In the last elections social movements were organized to confront the Right and their politics. But we did not make any contract or agreement with Lula's government. The role of the organizations is to continue fighting and to mobilize society, unified around common goals. Protesting against the labor reform, resisting the attempts to hinder our achievements and diminish our rights is an issue that unifies the entire working class. Our fight is independent of the government. It is not against the government but against this established model. The advance of the financial and rural elite did not occur only in the Parliament but also in the Senate and in the states. There is an attempt from the Right to dominate with their neoliberal model, putting the public politicians at the service of their precincts. The big challenge of the social organizations is leaving corporativism and fighting for bigger issues. This is the task we are working on with the participation of the Coordination of Social Movements, in the construction of the Popular Assembly, and in work with urban youth. It is necessary to give society clear signals of our situation in proposing a profound structural transformation.

JST – This year marks the fifth MST Conference. What does the organization expect from this big event?

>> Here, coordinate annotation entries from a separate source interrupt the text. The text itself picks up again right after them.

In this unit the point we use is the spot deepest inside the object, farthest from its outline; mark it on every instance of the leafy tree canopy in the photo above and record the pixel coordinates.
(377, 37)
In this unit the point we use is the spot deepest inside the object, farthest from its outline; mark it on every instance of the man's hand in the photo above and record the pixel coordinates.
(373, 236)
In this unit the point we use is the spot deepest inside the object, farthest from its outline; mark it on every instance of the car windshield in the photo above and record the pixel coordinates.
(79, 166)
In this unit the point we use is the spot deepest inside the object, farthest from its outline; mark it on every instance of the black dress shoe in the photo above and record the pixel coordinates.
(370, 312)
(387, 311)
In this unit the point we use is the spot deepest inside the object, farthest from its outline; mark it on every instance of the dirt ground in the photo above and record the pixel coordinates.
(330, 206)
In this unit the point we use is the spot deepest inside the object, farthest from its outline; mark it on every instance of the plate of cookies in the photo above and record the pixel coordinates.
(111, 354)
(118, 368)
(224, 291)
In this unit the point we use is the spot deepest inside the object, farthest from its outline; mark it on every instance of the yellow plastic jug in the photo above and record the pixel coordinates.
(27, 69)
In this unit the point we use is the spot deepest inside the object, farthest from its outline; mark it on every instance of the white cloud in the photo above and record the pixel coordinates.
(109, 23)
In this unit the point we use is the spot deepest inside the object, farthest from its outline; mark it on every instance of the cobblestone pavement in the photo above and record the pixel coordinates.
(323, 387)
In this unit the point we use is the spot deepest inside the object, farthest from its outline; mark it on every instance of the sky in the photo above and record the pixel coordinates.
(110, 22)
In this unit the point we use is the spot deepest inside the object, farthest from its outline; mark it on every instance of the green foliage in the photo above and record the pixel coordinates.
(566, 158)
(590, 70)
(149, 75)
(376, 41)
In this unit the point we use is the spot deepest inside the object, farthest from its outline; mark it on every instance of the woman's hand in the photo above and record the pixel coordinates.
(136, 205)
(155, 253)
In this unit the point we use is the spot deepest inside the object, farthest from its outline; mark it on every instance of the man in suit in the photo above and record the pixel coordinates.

JB - This conference is the synthesis of the all of the MST's construction process in the last period. It will include all the activists who helped to build the Movement in recent years, people who had the opportunity to become politically educated and qualified, which was a priority for this period. The Conference is a sort of overview of the work we accomplished, such as education, development and inclusion of politics in the encampments. It will also be a moment to evaluate our position, our alliances, the experience of Lula's government and, above all, plan the strengthening of the Movement's organization, and prepare the activists for the project we believe in. We have many good expectations with relation to the Conference because it will also be the moment to go out into society and make our plans public. The conference is a synthesis of that, because in the preceding period we were already discussing and working. The conference is also a space for protest and a demonstration of our organizational capacity.

GFS - The plans for the fifth National Conference began last year. We are already discussing the agrarian program, our political tactics and strategies about how we will organize our proceedings for the next period. All this is intended to complete the goal of organizing more people, to raise awareness, to empower the people in the class struggle. It is necessary to bring more allied social figures into the construction of the popular project and the Agrarian Reform. In the activity that will have more than 15,000 delegates we will have a summary of the last years of this journey. We will see where we succeeded, where we misjudged, and plan the future of this battle and the fruits of our labors that we have harvested and will continue to harvest through our discussions.
Who they are:

José Batista was born in Itapeva, in the state of São Paulo. His family participated in the construction of the MST in the region. He began his activism in 1996. He passed through various sectors as the head of mass and production. Today he is part of the national coordination.

Gilvânia Ferreira da Silva was born in a rural community in Paraíba. She participated in the first occupation in the state, in 1989. She has worked in Maranhão since 1992. She has worked in the development and education sectors. Today she is a member of the National Administration.